Sous Vide Braised Beef Sopes
Christian. Disabled veteran. Father. Named "One of the 10 best cooks in America" by Food Network, World Food Championship Qualified.
Ingredients for 4
1 pound beef chuck roast, sliced into 1-inch pieces
Salt and freshly ground black pepper
1/4 cup red wine
3/4 cup beef broth
1 tablespoon green chile salsa, plus more for serving
1 tablespoon vegetable oil, plus more for frying the sopes
2 cups masa harina
1/2 cup water
1/2 cup chopped fresh cilantro, for serving
4 scallions, thinly sliced, for serving
Set the Anova Sous Vide Precision Cooker to 178ºF (81ºC).

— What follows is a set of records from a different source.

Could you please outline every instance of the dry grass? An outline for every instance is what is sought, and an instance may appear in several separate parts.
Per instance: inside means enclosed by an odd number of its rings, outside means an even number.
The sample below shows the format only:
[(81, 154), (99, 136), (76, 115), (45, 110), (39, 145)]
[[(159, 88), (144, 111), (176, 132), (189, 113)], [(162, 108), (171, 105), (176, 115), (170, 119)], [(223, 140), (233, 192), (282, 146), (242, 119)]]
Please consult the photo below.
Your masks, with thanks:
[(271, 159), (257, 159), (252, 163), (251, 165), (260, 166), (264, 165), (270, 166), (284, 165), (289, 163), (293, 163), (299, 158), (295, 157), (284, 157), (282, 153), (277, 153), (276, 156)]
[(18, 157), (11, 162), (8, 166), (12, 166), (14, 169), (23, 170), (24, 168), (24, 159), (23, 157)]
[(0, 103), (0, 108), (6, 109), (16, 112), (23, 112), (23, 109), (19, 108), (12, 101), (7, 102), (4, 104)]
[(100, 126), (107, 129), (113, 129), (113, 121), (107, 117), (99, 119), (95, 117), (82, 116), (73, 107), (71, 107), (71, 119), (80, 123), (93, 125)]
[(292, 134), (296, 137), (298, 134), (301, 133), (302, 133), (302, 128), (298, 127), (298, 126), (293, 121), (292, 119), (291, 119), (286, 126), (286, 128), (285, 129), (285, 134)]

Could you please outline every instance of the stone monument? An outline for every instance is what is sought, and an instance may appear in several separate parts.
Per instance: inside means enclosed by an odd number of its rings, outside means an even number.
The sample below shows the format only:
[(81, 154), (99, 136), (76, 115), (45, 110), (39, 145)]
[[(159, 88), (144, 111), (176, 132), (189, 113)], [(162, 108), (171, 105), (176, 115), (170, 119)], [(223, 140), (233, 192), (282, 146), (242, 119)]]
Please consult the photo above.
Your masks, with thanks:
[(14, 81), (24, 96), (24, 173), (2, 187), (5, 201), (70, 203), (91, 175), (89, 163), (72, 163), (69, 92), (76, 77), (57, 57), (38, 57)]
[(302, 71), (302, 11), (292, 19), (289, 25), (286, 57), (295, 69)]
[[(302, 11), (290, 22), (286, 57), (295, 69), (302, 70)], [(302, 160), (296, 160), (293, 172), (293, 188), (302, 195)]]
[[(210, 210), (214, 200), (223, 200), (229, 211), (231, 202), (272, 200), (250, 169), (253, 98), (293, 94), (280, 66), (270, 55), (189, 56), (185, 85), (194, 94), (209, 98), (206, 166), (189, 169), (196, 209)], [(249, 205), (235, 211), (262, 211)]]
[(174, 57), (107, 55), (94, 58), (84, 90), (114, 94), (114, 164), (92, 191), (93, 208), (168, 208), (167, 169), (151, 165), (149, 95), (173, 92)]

Season the beef with salt and pepper. Heat oil in a large skillet over medium-high heat. When the oil is shimmering, add the beef in small batches sear until well-browned, about 5 minutes. Transfer each batch to a large zipper lock or vacuum seal bag.
Add the wine to the skillet and bring to a simmer, scraping up any browned bits from the bottom of the skillet. Add the beef broth and salsa, and stir to combine. Carefully pour the wine mixture to the bag with the beef.
Seal the bag using the water immersion technique or a vacuum sealer on the moist setting. Place the bag in the water bath and set the timer for 12 hours. Cover the water bath with plastic wrap to minimize water evaporation.
About 30 minutes before the beef is finished, prepare the sopes: Fill a large Dutch oven or cast iron skillet with 1 inch of vegetable oil. Heat to 375ºF over medium-high heat.
While the oil is heating, combine the masa and the water in a medium bowl. Mix and knead with your hands to form a dough. Once your small tortillas are made up, transfer directly to hot oil (around 375F) to fry.
Pinch off about 1 tablespoon of dough and pat into a small, thick round. Repeat with remaining dough. Fry sopes in small batches the 375º oil until golden brown, 3 to 5 minutes. Transfer browned sopes to a paper towel-lined plate and season with salt. Repeat with remaining sopes, bringing the oil back to 375º for each batch.
When the timer goes off, remove the bag from the water bath. Remove the beef from the bag and transfer to a medium bowl. Reserve the cooking liquid.
Use two forks to shred the beef into bite-sized pieces. Mix in about 1 tablespoon reserved cooking liquid to moisten.
Serve shredded beef on top of sopes, garnished with cilantro, scallions, and salsa.